The Semantic Web aims to structure the information on the web allowing agents to handle and use it in a more intelligent way. This can be achieved by representing the web content as a semantically structured knowledge in a way that is understandable and process-able by machine. In this context, ontologies provide the key to machine-processable data on the Semantic Web; they have been successfully applied to wide variety domains in order to represent the knowledge, share it and ensure the interoperability between different systems. Nevertheless, a mean limitation of the classical ontologies is that they don’t provide adequate support for handling uncertain knowledge, which characterizes most of the real-world applications. Furthermore, the authors (Fisher et al., 2006; De Runz et al., 2008; Caglioni et al., 2014) mentioned that in ontologies, the uncertainty of information may be attached to two categories of concepts: the category of well-defined concepts which can be handled by the probabilistic approaches (probabilistic knowledge), the second category is about the ill-defined concepts; the uncertainty attached to this class is due to the vagueness or approximation. Thus, fuzzy logic is the appropriate model to deal with vagueness.

During these recent years, considerable attention has been paid for good representing and reasoning with uncertainty in the Semantic Web area. In addition to that, the World Wide Web Consortium (W3C1) created the Uncertainty Reasoning for the World Wide Web Incubator Group (URW3-XG2), and defined a top-level ontology (Laskey et al., 2006) that encodes the classes and properties for handling uncertain knowledge in ontologies. It indicates that uncertainty may have several types such as ambiguity, randomness, vagueness, inconsistency, and incompleteness. Also, it represents the mathematical models that can be used to deal with uncertainty in the Semantic Web including Bayesian networks (BNs), Fuzzy logic, hybrid models, etc.

On one hand, probabilistic ontology web language (PR-OWL) was introduced as a candidate solution that belongs to the probabilistic ontologies approach to represent uncertain knowledge based on probabilistic framework.

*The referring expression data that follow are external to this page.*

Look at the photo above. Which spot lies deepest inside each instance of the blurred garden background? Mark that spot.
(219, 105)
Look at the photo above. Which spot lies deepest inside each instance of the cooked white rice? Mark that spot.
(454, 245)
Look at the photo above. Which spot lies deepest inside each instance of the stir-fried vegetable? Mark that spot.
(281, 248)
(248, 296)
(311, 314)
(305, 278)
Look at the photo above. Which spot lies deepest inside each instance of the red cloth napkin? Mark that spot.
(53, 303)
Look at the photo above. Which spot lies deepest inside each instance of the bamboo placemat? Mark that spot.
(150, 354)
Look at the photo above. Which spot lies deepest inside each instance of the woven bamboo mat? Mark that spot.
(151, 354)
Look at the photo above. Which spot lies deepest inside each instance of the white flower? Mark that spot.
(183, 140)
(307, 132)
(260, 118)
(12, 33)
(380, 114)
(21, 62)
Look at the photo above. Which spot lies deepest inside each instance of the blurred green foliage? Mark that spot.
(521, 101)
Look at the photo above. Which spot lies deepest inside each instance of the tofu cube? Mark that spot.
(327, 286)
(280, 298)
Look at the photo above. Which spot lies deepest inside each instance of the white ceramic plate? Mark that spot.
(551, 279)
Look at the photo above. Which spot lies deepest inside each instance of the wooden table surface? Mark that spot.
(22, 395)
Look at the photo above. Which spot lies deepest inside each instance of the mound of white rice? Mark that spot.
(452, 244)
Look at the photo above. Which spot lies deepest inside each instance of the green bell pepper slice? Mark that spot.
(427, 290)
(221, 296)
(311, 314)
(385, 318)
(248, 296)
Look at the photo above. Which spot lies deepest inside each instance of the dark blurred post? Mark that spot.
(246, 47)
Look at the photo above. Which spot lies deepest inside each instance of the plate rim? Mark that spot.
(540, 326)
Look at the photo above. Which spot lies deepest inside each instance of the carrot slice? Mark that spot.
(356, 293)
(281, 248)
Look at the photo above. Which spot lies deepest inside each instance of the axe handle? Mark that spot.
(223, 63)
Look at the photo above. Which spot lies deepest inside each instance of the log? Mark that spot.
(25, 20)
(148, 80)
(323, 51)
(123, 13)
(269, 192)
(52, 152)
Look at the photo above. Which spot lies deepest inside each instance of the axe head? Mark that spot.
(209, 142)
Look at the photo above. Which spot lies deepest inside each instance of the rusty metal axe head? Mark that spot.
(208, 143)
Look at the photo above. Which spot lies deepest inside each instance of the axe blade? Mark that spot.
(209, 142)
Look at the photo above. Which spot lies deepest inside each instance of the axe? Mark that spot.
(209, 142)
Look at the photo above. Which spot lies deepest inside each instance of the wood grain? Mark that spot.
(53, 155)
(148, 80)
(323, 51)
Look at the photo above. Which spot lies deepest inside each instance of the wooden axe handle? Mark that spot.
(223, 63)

It is one of the most developed work in this area based on multi entity Bayesian networks (MEBNs) to deal with uncertainty due to incompleteness and randomness in the ontology web language (OWL). This model is useful when the concepts are well- defined, but it is unable to deal with vague concepts that may appear in the ontology.

On the other hand, fuzzy multi-entity Bayesian network (Riali et al., 2017) is an enhanced extension that enables classical Multi Entity Bayesian Networks to deal with vagueness based on fuzzy logic. This model is useful to deal with uncertainty due to incompleteness, randomness and takes into account the vague and imprecise knowledge. In other words, it can be used to handle both the ill-defined and the well-defined concepts.

Up to our knowledge, there is currently no formal model to handle the uncertainty that is standardized by the W3C. Nonetheless, based on the ontology proposed by W3C, several extensions have been proposed in the literature in order to deal with uncertainty in ontologies. To this end, most of them are based on mathematical foundations notably BNs and their extensions, fuzzy logic and belief functions. On the other hand, the combination of fuzzy logic and BNs have proved their effectiveness in several domains such as fuzzy Bayesian classification (Moura et al., 2015), risk analytics (Zhang et al., 2016; Ren et al., 2009), recommendation systems (Park et al., 2006), etc. Nevertheless, there is no attention paid to use hybrids models to face the uncertainty in the Semantic Web.

Besides, in most of time, these real-world’s problems involve several kinds of uncertainty at the same time, where the ill-defined concepts and the well-defined concepts appear simultaneously and the probability of an event depends on a fuzzy value (Baldwin et al., 1996). For instance, it is probable that a patient X is cardiac if its blood pressure is high. In this example, the blood pressure is a vague variable and the value high refers to a vague knowledge, the term probable refers to a probabilistic knowledge.